Detailed listings of the HDF5 files are provided in index_hdf.txt at the top level. Note that while each HDF5 file can bundle several tables or "paths," only one path can be read into EdgeTable at a time.

  • [label].pipe3d.hdf5: These are CALIFA data products from Pipe3D. As described in Sanchez et al. (2016a), there are five collections of images, bundled as ELINES, SFH, SSP, flux_elines, and indices. These are also the names of the five paths in the HDF5 file. Pixels are sampled from the original astrometric grid of CALIFA DR3, so these tables should not be joined with tables in the other HDF5 files. Additional columns in the ELINES and flux_elines tables provide calculated star formation rates, Hα extinctions, metallicities, and BPT classifications.

  • [label].2d_smo7.hdf5: These contain the CARMA CO moment maps and the matched resolution CALIFA data, and are thus likely to be the key files for your analysis. All are at a resolution of 7 arcsec (FWHM Gaussian beam), with astrometric grid defined by the CARMA images. CO moment maps were generated using three different methods (str, dil, smo), with each method being a separate table (path) within the HDF5 file. The straight (str) moment maps are generated without masking and have very poor signal-to-noise. To reject noise, the dilated (dil) moment maps use a dilated mask that starts at a high significance contour (3.5σ or greater in two consecutive channels) and expands to a surrounding 2σ contour. The smoothed (smo) moment maps use a mask that is obtained by smoothing the cube spatially (to 14") before constructing a dilated mask. For most purposes the dilated masks produce the best results. For the CALIFA data, which are found in separate tables named ELINES_sm etc., a separate run of Pipe3D has been performed on the smoothed CALIFA data, after matching to the 7" CARMA resolution.

  • [label].cocube_smo7.hdf5: These contain the CARMA CO data cubes and mask cubes, at a resolution of 7 arcsec (FWHM Gaussian beam). These tables have the same astrometric grid as those in [label].2d_smo7.hdf5 and can be joined with those tables (but note values in the 2D table will be replicated along the velocity axis).

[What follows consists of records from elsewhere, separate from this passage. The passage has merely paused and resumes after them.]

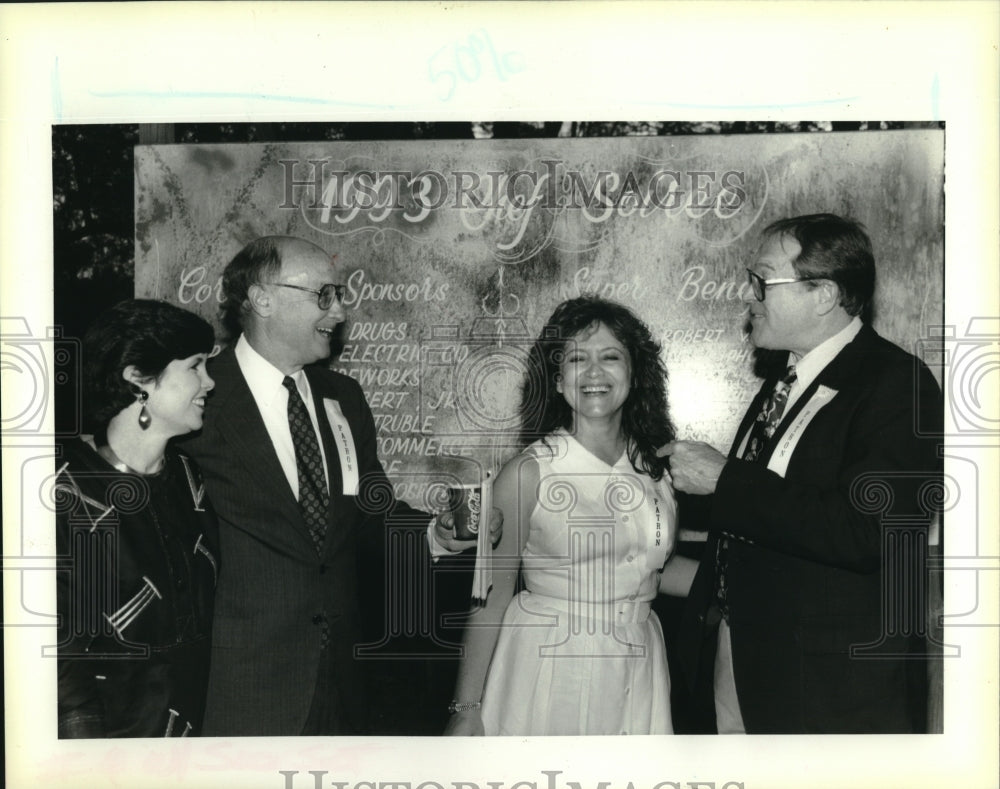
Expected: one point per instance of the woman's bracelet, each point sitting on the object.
(464, 706)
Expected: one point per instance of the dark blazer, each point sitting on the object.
(806, 570)
(276, 590)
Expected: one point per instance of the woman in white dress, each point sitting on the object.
(589, 518)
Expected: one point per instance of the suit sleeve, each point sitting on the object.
(81, 711)
(885, 468)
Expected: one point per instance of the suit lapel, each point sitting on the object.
(238, 421)
(321, 391)
(840, 372)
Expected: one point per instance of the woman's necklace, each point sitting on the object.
(109, 455)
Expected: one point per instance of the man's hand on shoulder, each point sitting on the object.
(695, 467)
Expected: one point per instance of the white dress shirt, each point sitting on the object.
(814, 362)
(264, 380)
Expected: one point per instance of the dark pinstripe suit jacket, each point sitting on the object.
(276, 587)
(805, 584)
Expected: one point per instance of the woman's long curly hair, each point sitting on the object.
(645, 417)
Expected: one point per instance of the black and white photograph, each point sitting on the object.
(343, 419)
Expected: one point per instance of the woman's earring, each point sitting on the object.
(144, 417)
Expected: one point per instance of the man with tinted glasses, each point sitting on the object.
(811, 589)
(288, 454)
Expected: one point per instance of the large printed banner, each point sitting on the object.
(455, 252)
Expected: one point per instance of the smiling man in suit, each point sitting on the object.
(288, 454)
(799, 590)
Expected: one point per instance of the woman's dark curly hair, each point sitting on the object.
(142, 332)
(645, 417)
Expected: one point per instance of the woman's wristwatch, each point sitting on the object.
(464, 706)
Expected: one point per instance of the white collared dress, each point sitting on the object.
(579, 650)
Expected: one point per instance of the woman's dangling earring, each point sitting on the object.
(144, 417)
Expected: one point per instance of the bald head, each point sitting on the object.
(271, 295)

Available datasets will expand over time, but current values for [label] include edge_carma (which uses a square sampling grid spaced by 3", sufficient for Nyquist sampling the CARMA beam), edge_carma_hex (which uses a hexagonal sampling grid and is still experimental) and edge_carma_allpix (all pixel values saved, resulting in much longer tables).

References

For more information about the CALIFA Data Release 3:

  • Sanchez et al. (2016b), "CALIFA, the Calar Alto Legacy Integral Field Area survey. IV. Third public data release."

For more information about EDGE:

  • Bolatto et al. (2017), "The EDGE-CALIFA Survey: Interferometric Observations of 126 Galaxies with CARMA."

If you use this package in a publication please also cite:

  • Wong et al. (2024), "The EDGE-CALIFA Survey: An Extragalactic Database for Galaxy Evolution Studies."